This fluorescent protein glows on irradiating it with ultraviolet and blue light, according to a study published on May 30, 2019.
Biophysicists from the Moscow Institute of Physics and Technology collaborated with colleagues from France and Germany to engineer this glowing protein. Under high temperature, this protein is very small and stable. According to the researchers, it holds prospects for fluorescence microscopy.

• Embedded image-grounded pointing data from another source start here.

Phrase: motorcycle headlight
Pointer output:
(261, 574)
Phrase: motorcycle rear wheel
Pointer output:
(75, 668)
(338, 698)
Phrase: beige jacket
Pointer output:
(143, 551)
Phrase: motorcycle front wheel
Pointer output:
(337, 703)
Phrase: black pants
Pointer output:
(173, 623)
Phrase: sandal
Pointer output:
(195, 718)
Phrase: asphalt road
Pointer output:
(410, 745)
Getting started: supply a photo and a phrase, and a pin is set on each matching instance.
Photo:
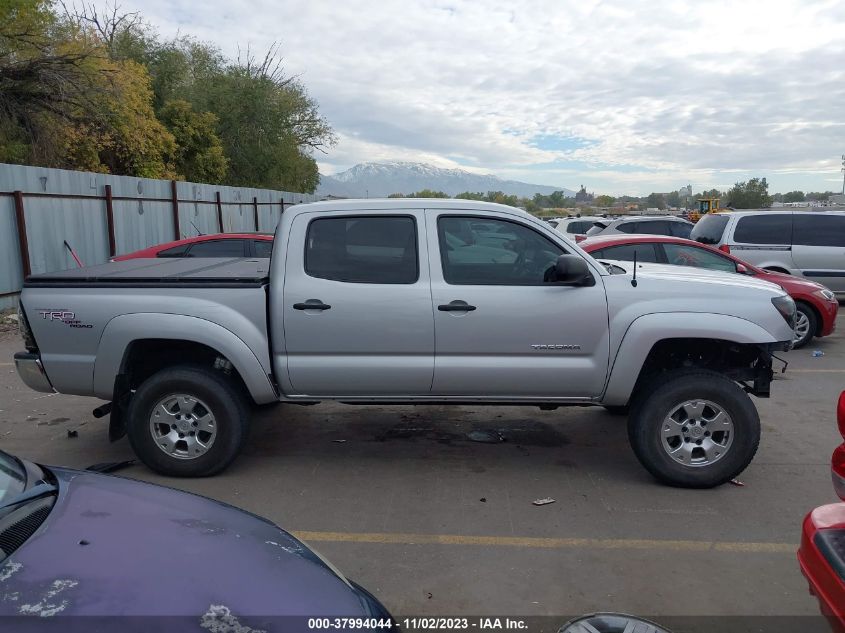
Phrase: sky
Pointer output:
(622, 97)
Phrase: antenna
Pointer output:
(634, 278)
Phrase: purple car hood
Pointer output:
(115, 547)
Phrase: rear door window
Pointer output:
(625, 252)
(364, 250)
(774, 228)
(819, 230)
(262, 248)
(176, 251)
(218, 248)
(709, 229)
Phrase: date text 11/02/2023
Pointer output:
(419, 624)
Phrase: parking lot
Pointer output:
(408, 502)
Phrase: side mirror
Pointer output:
(571, 270)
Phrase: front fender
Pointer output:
(121, 331)
(645, 331)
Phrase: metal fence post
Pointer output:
(219, 212)
(175, 199)
(22, 241)
(110, 222)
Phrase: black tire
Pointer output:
(805, 310)
(666, 392)
(617, 409)
(224, 399)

A technique to analyze and study living tissue using induced luminescence is known as fluorescence microscopy. When the proteins are exposed to laser radiation at a particular wavelength, light is emitted by some of the proteins at a different wavelength. Fluorescent proteins are attached to other proteins via genetic engineering to make the latter ones visible to the microscope and observe their behavior in cells. Although these proteins were used for such observations, it had many disadvantages. They were vulnerable to heat, fairly bulky, and only glowed in the presence of oxygen.

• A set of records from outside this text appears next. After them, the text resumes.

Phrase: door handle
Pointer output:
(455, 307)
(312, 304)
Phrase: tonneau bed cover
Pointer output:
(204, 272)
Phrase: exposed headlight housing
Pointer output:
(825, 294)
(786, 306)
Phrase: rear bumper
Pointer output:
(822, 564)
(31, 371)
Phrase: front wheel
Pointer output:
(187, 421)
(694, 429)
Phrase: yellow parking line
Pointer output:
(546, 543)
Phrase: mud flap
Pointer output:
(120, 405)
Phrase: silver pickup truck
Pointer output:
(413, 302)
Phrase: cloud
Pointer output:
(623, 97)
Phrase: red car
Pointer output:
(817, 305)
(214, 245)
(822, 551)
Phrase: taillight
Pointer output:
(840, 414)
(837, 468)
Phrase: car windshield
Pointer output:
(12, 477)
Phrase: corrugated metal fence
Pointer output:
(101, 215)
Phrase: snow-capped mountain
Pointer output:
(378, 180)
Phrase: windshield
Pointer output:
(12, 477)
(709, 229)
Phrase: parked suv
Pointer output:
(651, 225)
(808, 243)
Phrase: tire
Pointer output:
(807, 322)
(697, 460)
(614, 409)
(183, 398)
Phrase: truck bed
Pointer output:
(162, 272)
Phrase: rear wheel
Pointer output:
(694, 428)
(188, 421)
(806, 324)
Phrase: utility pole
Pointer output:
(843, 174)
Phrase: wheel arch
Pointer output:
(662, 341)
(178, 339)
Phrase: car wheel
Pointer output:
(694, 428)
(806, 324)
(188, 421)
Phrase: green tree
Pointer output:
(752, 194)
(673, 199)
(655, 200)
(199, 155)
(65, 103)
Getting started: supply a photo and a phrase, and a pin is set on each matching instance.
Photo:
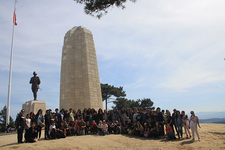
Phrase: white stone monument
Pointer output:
(80, 84)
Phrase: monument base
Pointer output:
(34, 106)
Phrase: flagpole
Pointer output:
(10, 73)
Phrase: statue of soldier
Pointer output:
(35, 81)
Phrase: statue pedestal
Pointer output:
(34, 106)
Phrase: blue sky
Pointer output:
(170, 51)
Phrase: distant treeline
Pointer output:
(213, 120)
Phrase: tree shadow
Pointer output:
(9, 145)
(219, 133)
(173, 140)
(187, 142)
(138, 137)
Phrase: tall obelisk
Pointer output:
(80, 84)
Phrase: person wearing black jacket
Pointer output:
(31, 133)
(58, 116)
(173, 120)
(160, 120)
(47, 123)
(20, 122)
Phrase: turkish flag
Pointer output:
(14, 17)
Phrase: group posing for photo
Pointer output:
(143, 123)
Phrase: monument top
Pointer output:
(71, 31)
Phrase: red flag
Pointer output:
(14, 17)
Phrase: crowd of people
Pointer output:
(143, 122)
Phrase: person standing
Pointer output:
(193, 124)
(20, 121)
(7, 128)
(71, 118)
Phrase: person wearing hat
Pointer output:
(35, 81)
(193, 124)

Vera Nazarenko, lead author of the paper said, “For one thing, our protein is more thermostable than its analogues: It only denaturates at 68 degrees Celsius. It is also miniature, while most of the currently used fluorescent proteins are rather bulky. On top of that, it can emit light in the absence of oxygen.” Initially, the research team identified the protein with these properties in the cells of a thermophilic bacterium. Furthermore, a DNA sequence was genetically engineered, which reproduced the protein’s fluorescent segment and not the other parts that would make the molecule larger.
The gene that encodes the protein was introduced into the cells of another bacterium, Escherichia coli. By doing this, they could turn it into a factory mass-producing the fluorescent protein with unique properties. This development finds major application in investigating the mechanism behind malignant tumor genesis and development. This can be done by introducing it into the cells. Proteins that were used previously in fluorescence microscopy were bulky and thermally unstable, which had put limitations on the method.